As for whether the suit will hold up, Brettler stated he felt that California's anti-SLAPP (strategic lawsuits against public participation) statute will lead to a swift resolution. “My initial reaction to reading about the suit yesterday was that it is a SLAPP under California law and should be promptly dismissed,” says Brettler, noting that the statute’s provision regarding fee awards could get expensive for Elden. “If an anti-SLAPP motion is granted, he’d have to pay the legal fees for all the defendants.” He continues, “I’ve represented actresses whose nude photos were released when they were minors. That’s very different. A naked baby is not necessarily pornographic.”
Marsh responded that he felt the California SLAPP law would not be applied here as it extends to protected speech, and once again, the designation of child pornography would not make it protected speech. “We vetted this case very carefully over many years before we filed this. We chose to bring this case forward because we have a good-faith belief that this qualifies under the law as child exploitation material,” he added.
As for whether the image would be considered child pornography, Brettler stated, “There is no bright-line rule. It has to be something created to stimulate prurient interests. There’s nothing in my view that a reasonable person would see as sexual about that image.”
In deeming whether an image could be considered child pornography, after ruling out actual or simulated sexual conduct, under the law the image must contain a "lascivious exhibition of the genitals or pubic area.” The factors for determining such a finding include whether the genitals are the focal point of the picture, whether the setting or pose are sexually suggestive, the amount of nudity, whether the image suggests a willingness to engage in sexual activity, and whether it is designed to elicit a sexual response in the viewer.
“The Plaintiff and his attorney attempt to inject sexuality into it by arguing the baby grabbing at the dollar bill on a fishhook is ‘like a sex worker,’ but that is an extreme interpretation in an attempt to support the frivolous allegations in the complaint and ignores the artistic message,” says Sullivan. “I doubt any judge or jury would find this album cover to be pornography.”
Another attorney, Brown Rudnick's Michael Bowe, adds, “This seems like an unserious college philosophy argument in a bar. Most serious-minded people would — and have for decades, with respect to this image — understood this was not sexually explicit or suggestive. Just like my parents’ home movies of me in the tub as a baby were not. I think one could debate whether it is the best parenting decision to let someone take pictures of your naked baby underwater for a rock album cover. And he may have a fair complaint about not being paid or about his privacy being invaded unfairly then or now. And maybe they should just respect his concerns now out of decency. But those are different issues.”

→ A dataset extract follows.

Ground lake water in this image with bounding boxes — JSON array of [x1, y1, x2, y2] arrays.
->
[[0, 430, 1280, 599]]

Both Bowe and Sullivan also shared their concern that claiming "child pornography" in this case dilutes the meaning as it pertains to some of the other heinous and serious crimes that are more clearly defined child pornography cases.

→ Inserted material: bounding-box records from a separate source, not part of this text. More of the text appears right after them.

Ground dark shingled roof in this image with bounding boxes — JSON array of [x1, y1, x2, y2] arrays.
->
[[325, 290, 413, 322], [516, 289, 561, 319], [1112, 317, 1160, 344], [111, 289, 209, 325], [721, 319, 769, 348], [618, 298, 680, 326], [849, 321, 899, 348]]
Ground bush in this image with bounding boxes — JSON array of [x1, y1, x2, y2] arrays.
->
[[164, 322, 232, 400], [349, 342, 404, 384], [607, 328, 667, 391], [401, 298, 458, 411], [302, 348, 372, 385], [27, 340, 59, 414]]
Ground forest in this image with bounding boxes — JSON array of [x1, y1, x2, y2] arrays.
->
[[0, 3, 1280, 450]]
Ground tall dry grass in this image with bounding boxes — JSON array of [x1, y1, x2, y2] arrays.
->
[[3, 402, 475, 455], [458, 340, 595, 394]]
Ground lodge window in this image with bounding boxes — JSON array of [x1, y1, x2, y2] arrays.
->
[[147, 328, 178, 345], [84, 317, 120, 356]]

As for the timing of the case, Marsh revealed that Nirvana's upcoming 30th anniversary of Nevermind was a catalyst to move forward with the complaint. “We needed to get this done and try to put a stop to the re-issuance prior to the anniversary,” stated Elden's lawyer.

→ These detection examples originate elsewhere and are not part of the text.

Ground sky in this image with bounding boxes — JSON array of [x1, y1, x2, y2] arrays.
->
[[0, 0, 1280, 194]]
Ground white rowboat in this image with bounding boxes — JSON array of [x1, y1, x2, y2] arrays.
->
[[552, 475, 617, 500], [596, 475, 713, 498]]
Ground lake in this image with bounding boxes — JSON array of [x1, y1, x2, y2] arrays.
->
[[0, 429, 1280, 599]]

“Would the album have been as iconic without his penis as it was with it? If it could have, why did they pick the image that displayed it?” Marsh says, pointing to an allegation in the complaint that Cobain wanted to cover the baby’s genitals with a sticker that read “If you’re offended by this, you must be a closet pedophile” if the album cover couldn’t be left uncensored. “We want the sticker on there. That’s what it’s all about. I think Nirvana, given the publicity from this lawsuit, will more than make up for the cost of the sticker.”